Jennifer Lopez’s new erotic thriller The Boy Next Door is the kind of movie you’d expect to find on Cinemax at two in the morning in the mid-90s. It is badly written, poorly acted, and campy to its core, but it’s also a lot of fun.

To quell expectations, the film starts with one of the lamest, most unnecessary montages ever. High school English teacher Claire is shown jogging through the park as melodramatic flashbacks of her crumbling marriage and the effect it had on her son Kevin are interspersed at random. Why the filmmakers chose to have a flashback in the first thirty seconds of the film when a few lines of dialogue could have done the same thing is beyond me, but it does establish the film’s “bad Lifetime Movie on steroids” vibe.

This sentiment continues when we are introduced to Claire’s seducer and new neighbor Noah, whose chiseled biceps appear on screen before his face. Handsome and charming, Noah quickly manipulates his way into the family’s inner circle by developing a bizarre, slightly homoerotic friendship with Claire’s asthmatic son Kevin. The two are supposed to be high school age but Noah looks closer to 30. Noah then moves on to seducing Claire by doing hunky things like fixing garage doors and working on cars in a sleeveless shirt. He even reveals his sensitive side (“Ah, poets. Homer, Shakespeare, Byron, Zeppelin, Dylan.”) and proceeds to win Claire over by buying her a first edition copy of The Iliad at a garage sale (huh).

One night, after a really bad date and a few too many glasses of wine, Claire gives in to temptation and lets Noah seduce her. That’s when the real fun begins. After Claire rejects Noah’s further advances, his transformation from hunk to psychopath happens almost instantaneously. What starts with double entendres like “I really love your mother’s cookies” & “It got real wet over here” quickly escalates to full-blown murder.

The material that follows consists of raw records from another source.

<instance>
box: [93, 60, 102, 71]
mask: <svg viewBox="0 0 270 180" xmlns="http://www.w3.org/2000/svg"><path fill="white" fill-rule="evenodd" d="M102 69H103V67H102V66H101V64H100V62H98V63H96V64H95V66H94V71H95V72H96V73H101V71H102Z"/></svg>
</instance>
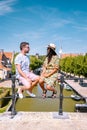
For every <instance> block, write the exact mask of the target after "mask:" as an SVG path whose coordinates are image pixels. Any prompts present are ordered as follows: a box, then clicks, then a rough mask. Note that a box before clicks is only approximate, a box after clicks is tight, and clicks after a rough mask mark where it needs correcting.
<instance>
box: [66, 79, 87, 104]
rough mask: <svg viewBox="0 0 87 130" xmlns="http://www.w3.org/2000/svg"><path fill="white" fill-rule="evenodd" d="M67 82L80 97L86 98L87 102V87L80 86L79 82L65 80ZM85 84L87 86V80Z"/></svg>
mask: <svg viewBox="0 0 87 130" xmlns="http://www.w3.org/2000/svg"><path fill="white" fill-rule="evenodd" d="M65 82H66V83H67V84H68V85H70V86H71V87H72V88H73V89H74V90H75V91H76V92H77V93H78V94H79V95H80V96H82V97H83V98H85V100H86V102H87V86H85V87H83V86H81V85H80V84H79V82H75V81H74V80H65ZM84 83H86V84H87V80H84Z"/></svg>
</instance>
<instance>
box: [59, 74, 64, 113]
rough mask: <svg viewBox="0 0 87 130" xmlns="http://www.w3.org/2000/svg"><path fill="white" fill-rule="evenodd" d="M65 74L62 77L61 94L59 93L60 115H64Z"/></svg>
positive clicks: (60, 77) (60, 84) (60, 85)
mask: <svg viewBox="0 0 87 130" xmlns="http://www.w3.org/2000/svg"><path fill="white" fill-rule="evenodd" d="M63 82H64V76H63V75H61V77H60V95H59V99H60V100H59V115H63V88H64V84H63Z"/></svg>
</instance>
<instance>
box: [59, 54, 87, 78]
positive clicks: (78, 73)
mask: <svg viewBox="0 0 87 130" xmlns="http://www.w3.org/2000/svg"><path fill="white" fill-rule="evenodd" d="M60 68H61V70H63V71H65V72H68V73H74V75H78V76H80V75H83V76H85V77H87V54H86V55H85V56H82V55H79V56H76V57H66V58H64V59H61V60H60Z"/></svg>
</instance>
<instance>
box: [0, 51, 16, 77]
mask: <svg viewBox="0 0 87 130" xmlns="http://www.w3.org/2000/svg"><path fill="white" fill-rule="evenodd" d="M13 57H14V52H4V50H3V49H0V79H6V78H9V77H10V75H11V63H12V61H13Z"/></svg>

Along the way we are treated to typical movie-psycho behavior: stalking, hacking email accounts, cutting people’s brakes, etc. This all leads to an absurd third act involving arson & eyeballs that approaches the high camp that could have made the film a true cult classic if there were only more of it.

Jennifer Lopez does the best she can with what she’s given but she alone can’t save the movie from coming across like a really crappy rehash of Fatal Attraction. There are lots of unintentionally funny moments, but the film doesn’t truly embrace its own badness until the last twenty minutes. The Boy Next Door isn’t going to be on any critic’s top ten list this year, but for fans of camp it is a trashy, highly entertaining mess.